Es ist zum Heulen: Das Umweltamt hat keinen Zugriff auf den schützenswerten Baum, weil in diesem Quartier keine Bauordnung oder Stadtbildsatzung gilt. Das Baureferat beruft sich ebenfalls auf die fehlende Bauordnung – deren Einrichtung sie aber doch eigentlich selbst in der Hand hat. Da beißt sich die Katze in den Schwanz – und der Baumfreund an den Kopf. Doch die Bürokratie folgt ihren Regeln: Man könne nicht „willkürlich“ die Stadtbildsatzung ausweiten oder einen Bebauungsplan aufstellen, nur weil dort ein Baum stehe. Zudem sei eine Überregulierung beim Bauen weder gewollt noch sinnvoll, sagt Baureferent Koemstedt.
Rein rechtlich hat sich die Stadt also nichts zuschulden kommen lassen.
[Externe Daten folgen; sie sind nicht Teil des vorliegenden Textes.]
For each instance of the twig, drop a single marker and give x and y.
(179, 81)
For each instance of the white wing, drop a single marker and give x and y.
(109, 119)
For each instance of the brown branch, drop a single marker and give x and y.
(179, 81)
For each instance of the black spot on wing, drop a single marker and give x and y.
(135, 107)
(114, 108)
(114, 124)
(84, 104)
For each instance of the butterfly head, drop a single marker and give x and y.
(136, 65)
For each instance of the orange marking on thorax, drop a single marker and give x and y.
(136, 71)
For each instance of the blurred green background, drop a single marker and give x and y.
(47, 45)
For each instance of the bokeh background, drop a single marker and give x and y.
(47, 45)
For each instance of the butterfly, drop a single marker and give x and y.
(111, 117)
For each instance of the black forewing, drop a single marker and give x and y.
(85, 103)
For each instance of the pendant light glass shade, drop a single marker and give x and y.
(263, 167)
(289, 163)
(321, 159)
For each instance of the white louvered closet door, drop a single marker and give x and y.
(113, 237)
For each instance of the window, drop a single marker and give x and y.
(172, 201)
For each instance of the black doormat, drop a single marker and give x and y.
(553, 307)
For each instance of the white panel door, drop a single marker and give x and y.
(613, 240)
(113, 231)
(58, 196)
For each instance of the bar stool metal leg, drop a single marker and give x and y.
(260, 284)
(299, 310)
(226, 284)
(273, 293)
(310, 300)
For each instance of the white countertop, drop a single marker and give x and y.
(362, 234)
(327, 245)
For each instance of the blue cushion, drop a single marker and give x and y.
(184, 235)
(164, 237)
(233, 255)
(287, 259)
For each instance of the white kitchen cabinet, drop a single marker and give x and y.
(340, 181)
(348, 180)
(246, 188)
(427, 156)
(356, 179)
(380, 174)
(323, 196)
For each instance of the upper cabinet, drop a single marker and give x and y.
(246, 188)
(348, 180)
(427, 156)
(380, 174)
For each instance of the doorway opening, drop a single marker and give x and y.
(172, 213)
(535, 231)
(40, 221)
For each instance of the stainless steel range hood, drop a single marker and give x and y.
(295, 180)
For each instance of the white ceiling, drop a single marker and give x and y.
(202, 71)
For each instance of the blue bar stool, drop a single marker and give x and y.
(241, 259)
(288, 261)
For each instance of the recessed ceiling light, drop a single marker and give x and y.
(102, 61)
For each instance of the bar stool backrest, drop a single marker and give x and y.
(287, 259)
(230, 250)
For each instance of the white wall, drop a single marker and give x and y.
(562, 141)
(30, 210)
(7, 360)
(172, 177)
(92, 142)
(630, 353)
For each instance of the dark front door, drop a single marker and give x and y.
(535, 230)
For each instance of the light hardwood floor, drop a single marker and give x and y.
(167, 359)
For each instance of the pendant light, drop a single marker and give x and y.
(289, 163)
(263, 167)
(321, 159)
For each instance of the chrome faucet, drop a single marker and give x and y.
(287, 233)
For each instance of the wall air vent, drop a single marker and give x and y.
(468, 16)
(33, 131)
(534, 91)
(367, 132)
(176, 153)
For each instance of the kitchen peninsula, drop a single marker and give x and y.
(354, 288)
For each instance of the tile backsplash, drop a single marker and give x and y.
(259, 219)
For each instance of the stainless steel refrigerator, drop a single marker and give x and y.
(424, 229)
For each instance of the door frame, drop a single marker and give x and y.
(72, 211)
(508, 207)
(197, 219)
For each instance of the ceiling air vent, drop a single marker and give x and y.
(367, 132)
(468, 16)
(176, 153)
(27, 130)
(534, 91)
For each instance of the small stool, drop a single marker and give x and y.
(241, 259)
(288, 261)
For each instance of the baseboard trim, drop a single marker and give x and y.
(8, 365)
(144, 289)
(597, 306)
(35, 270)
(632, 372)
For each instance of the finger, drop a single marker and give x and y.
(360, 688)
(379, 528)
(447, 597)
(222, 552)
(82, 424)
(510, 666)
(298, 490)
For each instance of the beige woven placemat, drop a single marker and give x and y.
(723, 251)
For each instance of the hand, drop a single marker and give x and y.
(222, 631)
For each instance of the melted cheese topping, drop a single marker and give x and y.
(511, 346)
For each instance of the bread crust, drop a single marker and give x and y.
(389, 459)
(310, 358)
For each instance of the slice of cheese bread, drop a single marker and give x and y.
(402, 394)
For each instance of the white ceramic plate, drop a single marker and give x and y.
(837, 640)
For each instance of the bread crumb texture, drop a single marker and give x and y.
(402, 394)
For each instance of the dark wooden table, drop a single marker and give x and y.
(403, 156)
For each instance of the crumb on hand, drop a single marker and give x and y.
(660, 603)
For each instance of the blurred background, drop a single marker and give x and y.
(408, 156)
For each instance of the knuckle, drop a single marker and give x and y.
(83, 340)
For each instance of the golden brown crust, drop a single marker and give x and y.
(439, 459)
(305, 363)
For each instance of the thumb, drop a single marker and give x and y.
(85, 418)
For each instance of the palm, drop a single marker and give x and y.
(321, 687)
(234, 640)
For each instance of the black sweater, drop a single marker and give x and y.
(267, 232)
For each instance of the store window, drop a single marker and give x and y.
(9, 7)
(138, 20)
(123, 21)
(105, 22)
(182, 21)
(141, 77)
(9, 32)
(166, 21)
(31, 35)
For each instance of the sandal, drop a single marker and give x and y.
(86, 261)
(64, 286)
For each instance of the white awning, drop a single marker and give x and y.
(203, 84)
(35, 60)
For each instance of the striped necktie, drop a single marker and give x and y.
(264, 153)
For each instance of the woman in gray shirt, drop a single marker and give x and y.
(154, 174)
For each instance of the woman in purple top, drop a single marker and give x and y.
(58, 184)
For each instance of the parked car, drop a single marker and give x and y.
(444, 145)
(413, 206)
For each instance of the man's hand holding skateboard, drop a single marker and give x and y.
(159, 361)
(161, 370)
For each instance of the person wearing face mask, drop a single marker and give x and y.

Und dennoch fragt man sich: geht das nicht anders, zumal in einer „Pilotkommune für Klimaschutz“? Die Fällung eines großen, 90jährigen Baumes und zusätzliche Versiegelung von Fläche läuft schließlich allen Klimaschutzzielen zuwider und wirft einige grundsätzliche Fragen auf: Ist es noch zeitgemäß, das Baurecht einer Privatperson über das Interesse der Allgemeinheit zu stellen? Gehört so ein Baum mitten in der Stadt nicht ein Stück weit der Stadtgemeinschaft? Schließlich müssen auch alle die Auswirkungen (er)tragen: Überhitzung der Straße im Sommer, Verlust von Versickerungsflächen bei Regenfällen, Verlust von Lebensqualität, von den langfristigen Schäden für Klima und Umwelt ganz zu schweigen. Reicht es, darauf zu hoffen, dass ein privater Baumbesitzer freiwillig gesamtgesellschaftlich verantwortlich handelt oder sollte und darf die Gemeinde lenkend eingreifen?
Ich meine, schon. Denn der Erhalt von Stadtbäumen ist nicht nur eine Frage von Naturschutz: in erster Linie schützen Bäume und Grünflächen die Bürger vor Überhitzung und Überschwemmungen und schaffen ein gesundes Lebensumfeld. Wir müssen also aus reinem Selbstschutz die Stadtentwicklungsplanung stärker an den (Stadt-)Klima- und Umweltauswirkungen auszurichten: Frischluftschneisen, Starkregenschutz, Artenschutz, Gesundheitsschutz und die Lebensqualität aller Bürger müssen bei Bauvorhaben zukünftig zwingend berücksichtigt werden, zumal in einer „Pilotkommune für Klimaschutz“!
Ich meine außerdem: Wo ein Wille ist, ist ein Weg. In den letzten Jahren ist vielen Bürgern klar geworden, wie wichtig das Stadtgrün ist. Im Umwelt- und Klimausschuss zeichnet sich bereits ein Bewusstseinswandel (oder vielmehr eine Sensibilisierung) ab. Was mir aber in der Diskussion um die Kastanie klar geworden ist: noch wichtiger ist es, dass sowohl dem Baureferat als auch wirklich ALLEN Stadträten im Bauausschuss klar wird, dass unsere Stadtbäume weder Luxus noch Deko-Gegenstände sind, sondern ein wertvolles Gut, das mit allen Mitteln zu schützen ist.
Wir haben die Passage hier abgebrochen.